Avant d’agir, le salarié doit préparer une chronologie courte : date d’embauche, poste, formations reçues, risques connus, accident, déclaration, arrêt, réserves éventuelles de l’employeur, décision CPAM, reprise, inaptitude éventuelle, licenciement éventuel. Cette chronologie permet ensuite de choisir la bonne procédure.
Un avocat en droit du travail à Paris peut vérifier si le sujet doit être traité devant le conseil de prud’hommes, le pôle social, ou les deux. Lorsque l’accident est déjà reconnu, l’article du cabinet sur la faute inexcusable de l’employeur après accident du travail permet aussi de situer le cadre général.
Les erreurs à éviter
Première erreur : croire que le Passeport de prévention est une simple formalité RH. En cas d’accident, il peut devenir une pièce discutée.
Deuxième erreur : croire qu’une formation déclarée suffit toujours à protéger l’employeur. Le juge regardera la réalité du poste et du risque.
Troisième erreur : invoquer la faute inexcusable sans relier les preuves. Il faut montrer le danger, la connaissance du danger, les mesures absentes ou insuffisantes, et le lien avec l’accident.

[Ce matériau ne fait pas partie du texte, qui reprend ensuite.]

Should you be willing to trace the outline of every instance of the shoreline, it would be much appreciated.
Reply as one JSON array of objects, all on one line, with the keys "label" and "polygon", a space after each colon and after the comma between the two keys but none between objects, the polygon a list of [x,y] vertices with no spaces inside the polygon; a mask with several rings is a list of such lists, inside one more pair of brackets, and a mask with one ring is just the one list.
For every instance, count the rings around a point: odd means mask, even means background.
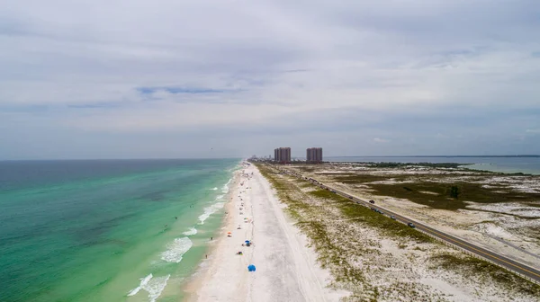
[{"label": "shoreline", "polygon": [[[268,180],[253,164],[236,173],[221,234],[184,287],[185,300],[338,301],[344,293],[328,289],[330,273],[320,269]],[[256,271],[248,271],[250,264]]]},{"label": "shoreline", "polygon": [[232,222],[232,216],[230,215],[231,210],[233,209],[232,196],[235,196],[236,192],[238,191],[237,188],[240,180],[239,173],[240,169],[232,173],[230,183],[229,184],[229,192],[225,194],[226,201],[225,206],[223,207],[225,213],[223,214],[222,222],[220,227],[214,232],[216,239],[212,240],[213,243],[210,243],[206,249],[206,255],[208,258],[202,258],[201,262],[197,265],[195,271],[184,282],[183,282],[184,284],[181,285],[181,291],[184,296],[185,301],[196,301],[197,290],[202,286],[202,282],[204,281],[202,277],[208,273],[208,270],[212,264],[212,255],[216,253],[216,252],[219,250],[220,244],[226,238],[220,235],[223,230],[227,229],[227,227]]}]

Quatrième erreur : attendre plusieurs mois avant de demander les justificatifs. Les témoins partent, les accès informatiques se ferment, les plannings disparaissent et les souvenirs deviennent imprécis.
Cinquième erreur : confondre pôle social et prud’hommes. Le bon tribunal dépend de la demande exacte.

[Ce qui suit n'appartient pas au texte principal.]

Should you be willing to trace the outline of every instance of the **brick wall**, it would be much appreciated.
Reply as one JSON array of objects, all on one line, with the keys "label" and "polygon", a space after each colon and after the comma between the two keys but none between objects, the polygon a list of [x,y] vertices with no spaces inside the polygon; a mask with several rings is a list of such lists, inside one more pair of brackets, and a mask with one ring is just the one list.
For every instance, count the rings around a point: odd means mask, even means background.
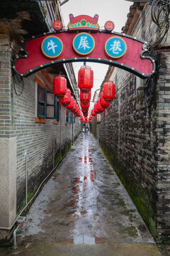
[{"label": "brick wall", "polygon": [[[0,138],[16,139],[17,212],[26,203],[26,154],[28,167],[28,200],[60,159],[67,152],[80,132],[80,123],[76,119],[73,124],[66,124],[65,107],[62,105],[61,156],[60,120],[46,119],[45,124],[35,122],[36,99],[35,75],[23,78],[21,96],[14,90],[11,75],[11,49],[9,36],[0,34]],[[18,93],[23,82],[15,79]],[[1,160],[0,160],[1,164]],[[6,174],[7,175],[7,174]],[[6,178],[8,177],[6,176]]]},{"label": "brick wall", "polygon": [[9,35],[0,33],[0,137],[11,134],[11,53]]},{"label": "brick wall", "polygon": [[[17,146],[17,206],[18,210],[25,203],[26,156],[28,159],[28,197],[31,197],[41,181],[53,169],[60,158],[60,120],[62,156],[67,152],[72,139],[79,133],[79,122],[66,125],[65,107],[62,105],[58,124],[53,119],[45,119],[45,124],[35,123],[36,112],[35,75],[23,79],[23,94],[18,96],[13,91],[11,97],[13,129]],[[16,85],[17,92],[22,90],[22,82]]]},{"label": "brick wall", "polygon": [[[147,6],[133,36],[148,42],[159,31]],[[169,35],[166,45],[169,46]],[[144,85],[134,75],[115,68],[115,98],[102,114],[100,142],[154,238],[170,240],[169,52],[157,58],[157,91],[152,108]]]}]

Méthode pratique pour utiliser le Passeport dans un dossier
Le salarié doit d’abord identifier le risque en une phrase : chute de hauteur, manutention, risque électrique, amiante, machine, conduite, agression, surcharge, harcèlement, produit dangereux.
Il doit ensuite lister les formations prétendument suivies. Pour chacune, il faut noter la date, l’intitulé, le contenu, l’organisme, l’attestation, la durée de validité et le lien avec le poste.
Il faut ensuite comparer cette liste avec le Passeport de prévention et les justificatifs remis par l’employeur. Une incohérence doit être exploitée calmement : formation absente, intitulé vague, date postérieure à l’accident, formation sans rapport avec le risque, justificatif non signé, absence d’évaluation, ou absence de consignes pratiques.
Enfin, il faut relier les preuves au préjudice. La faute inexcusable ne se plaide pas avec une indignation générale. Elle se plaide avec une mécanique : risque identifié, absence de prévention adaptée, accident, conséquences médicales, indemnisation complémentaire recherchée.